Marc Zartarian died and Lena Kasparian was charged with murder.
This Sunday on 60 Minutes, reporter Tara Brown investigates the tragic tale of how the tiny tip of a knife took the life of one and ruined another.
“There was no force,” Ms Kasparian told Brown.
“He was alive. He wasn't dead. There was no blood gushing anywhere, there was nothing.
“It was just a tiny little cut. Fourteen millimetres.”
With unprecedented access to Ms Kasparian’s first call to emergency services, her police interview, and her then-five-year-old daughter who saw it all – Brown takes audiences back to the awful evening and it’s chaotic aftermath.
“It does hurt when people say nasty things about you and call you a murderer when you know you’re not,” Ms Kasparian said.
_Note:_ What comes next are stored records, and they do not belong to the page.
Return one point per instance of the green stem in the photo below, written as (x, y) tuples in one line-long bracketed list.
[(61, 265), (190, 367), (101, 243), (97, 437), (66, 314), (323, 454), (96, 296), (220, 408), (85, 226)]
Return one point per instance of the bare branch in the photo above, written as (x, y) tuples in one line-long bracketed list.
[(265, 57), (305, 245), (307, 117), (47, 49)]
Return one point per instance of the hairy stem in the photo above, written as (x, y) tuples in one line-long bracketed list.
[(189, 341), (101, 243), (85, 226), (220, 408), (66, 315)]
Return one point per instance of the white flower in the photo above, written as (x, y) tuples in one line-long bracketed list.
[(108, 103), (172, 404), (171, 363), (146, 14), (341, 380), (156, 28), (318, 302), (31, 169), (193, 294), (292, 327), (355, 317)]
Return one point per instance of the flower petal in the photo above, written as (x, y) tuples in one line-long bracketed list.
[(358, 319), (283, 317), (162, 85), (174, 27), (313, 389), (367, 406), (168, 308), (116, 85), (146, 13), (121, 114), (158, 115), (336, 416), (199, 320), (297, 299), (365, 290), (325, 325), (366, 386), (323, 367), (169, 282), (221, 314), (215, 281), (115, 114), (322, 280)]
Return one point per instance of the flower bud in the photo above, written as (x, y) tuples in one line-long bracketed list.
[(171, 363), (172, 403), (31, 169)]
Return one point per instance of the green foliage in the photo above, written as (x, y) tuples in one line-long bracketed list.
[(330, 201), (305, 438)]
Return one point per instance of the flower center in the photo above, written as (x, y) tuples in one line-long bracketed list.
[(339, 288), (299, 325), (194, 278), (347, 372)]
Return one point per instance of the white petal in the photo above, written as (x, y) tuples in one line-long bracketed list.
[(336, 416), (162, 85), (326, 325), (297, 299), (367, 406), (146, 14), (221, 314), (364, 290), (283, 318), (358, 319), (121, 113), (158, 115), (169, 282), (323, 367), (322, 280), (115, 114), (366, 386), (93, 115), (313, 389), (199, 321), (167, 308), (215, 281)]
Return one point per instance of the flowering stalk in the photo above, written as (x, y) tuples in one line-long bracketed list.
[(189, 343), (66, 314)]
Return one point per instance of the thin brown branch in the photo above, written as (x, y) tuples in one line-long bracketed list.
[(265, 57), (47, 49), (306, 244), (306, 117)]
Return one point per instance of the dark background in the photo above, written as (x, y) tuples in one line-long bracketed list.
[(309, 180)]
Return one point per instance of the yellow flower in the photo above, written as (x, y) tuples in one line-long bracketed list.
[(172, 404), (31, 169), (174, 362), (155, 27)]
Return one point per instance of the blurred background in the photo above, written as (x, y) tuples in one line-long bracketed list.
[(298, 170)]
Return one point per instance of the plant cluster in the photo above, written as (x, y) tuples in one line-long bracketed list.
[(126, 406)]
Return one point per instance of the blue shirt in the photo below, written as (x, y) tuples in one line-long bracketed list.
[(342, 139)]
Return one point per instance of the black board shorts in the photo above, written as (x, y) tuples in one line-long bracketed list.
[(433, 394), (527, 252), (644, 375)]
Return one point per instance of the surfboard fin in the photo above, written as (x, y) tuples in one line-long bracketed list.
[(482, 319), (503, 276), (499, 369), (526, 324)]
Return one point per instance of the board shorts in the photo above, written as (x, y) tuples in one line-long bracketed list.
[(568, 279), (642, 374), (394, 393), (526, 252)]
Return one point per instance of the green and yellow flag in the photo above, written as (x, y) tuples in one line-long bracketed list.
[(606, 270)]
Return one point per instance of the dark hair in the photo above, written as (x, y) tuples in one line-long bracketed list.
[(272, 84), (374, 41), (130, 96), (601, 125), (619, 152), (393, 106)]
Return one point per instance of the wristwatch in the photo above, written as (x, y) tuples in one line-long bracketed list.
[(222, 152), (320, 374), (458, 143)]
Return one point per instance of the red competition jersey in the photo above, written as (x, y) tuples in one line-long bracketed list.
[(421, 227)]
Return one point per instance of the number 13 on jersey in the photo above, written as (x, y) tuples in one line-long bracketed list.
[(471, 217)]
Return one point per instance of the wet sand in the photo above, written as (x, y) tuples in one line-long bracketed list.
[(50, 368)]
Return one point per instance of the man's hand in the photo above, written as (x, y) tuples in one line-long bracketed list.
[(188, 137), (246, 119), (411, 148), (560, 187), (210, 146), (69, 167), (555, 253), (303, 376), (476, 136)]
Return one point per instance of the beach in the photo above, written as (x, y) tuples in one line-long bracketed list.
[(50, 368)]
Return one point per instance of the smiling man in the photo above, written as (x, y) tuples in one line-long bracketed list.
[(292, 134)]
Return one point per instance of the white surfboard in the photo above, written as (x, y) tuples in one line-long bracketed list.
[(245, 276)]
On the day of Zartarian’s funeral – which Ms Kasparian wasn’t allowed to attend – she was charged with murder and told she faced up to 20 years in prison.
Immediately she was branded a calculated killer.
During and after her trial, Ms Kasparian’s story provoked more anger than sympathy with the wider community, debating whether she was truly a victim of domestic violence or a murderer.
Her stoic, unshaken appearance at court displaying a high-fashion wardrobe made outsiders question her story.
The media too joined the chorus and dubbed Ms Kasparian “Australia’s Black Widow”, suggesting she had got away with murder.
“Why do you think you were painted in that way?” Brown asked.
“Am I supposed to wail and cry like a crazy person to make people feel sorry for me?” Ms Kasparian answered.
“I'm not going to behave in a manner that I don't normally. I'm not going to be someone I'm not just to prove a point.”
What Ms Kasparian had to endure to beat her murder charge is truly astonishing. But the question audiences will this week ultimately face is: should she have faced a murder trial at all?
At what point does self-defence become murder?